Porto-BA
- Full name: Porto Sport Club
- Nickname: Avante Porto
- Founded: 2 February 2024; 2 years ago
- Ground: Agnaldo Bento
- Capacity: 5,000
- President: André Santos
- Head coach: Sandro Duarte
- League: Campeonato Brasileiro Série D Campeonato Baiano
- 2025: Baiano, 5th of 10
| Home colours | Away colours |

= Porto Sport Club =

Brazilian association football club

Porto Sport Club, generally known as Porto-BA, is a Brazilian football club from Porto Seguro, Bahia. It competes in the Campeonato Baiano, the top tier of the Bahia state football league.

==History==
After an amateur XI from the city of Porto Seguro reached the final of the Campeonato Baiano Intermunicipal, André Santos "Negão" started a project to create a professional club in the city, with their official foundation date being set on 2 February 2024, the day of their affiliation to the Federação Bahiana de Futebol.

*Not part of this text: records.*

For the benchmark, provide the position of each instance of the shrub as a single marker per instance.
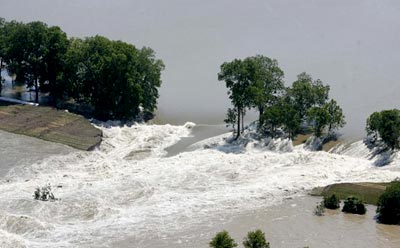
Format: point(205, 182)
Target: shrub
point(354, 206)
point(319, 209)
point(255, 239)
point(332, 202)
point(222, 240)
point(389, 205)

Registered in the 2024 Campeonato Baiano Second Division, the club played their first official match on 8 June, a 0–0 away draw against SSA FC.

After defeating Fluminense de Feira in the semifinals, Porto achieved a first-ever promotion to the Campeonato Baiano, but lost the finals to Colo Colo. During the 2025 Baiano, the club finished fifth in the competition and qualified to the 2026 Campeonato Brasileiro Série D.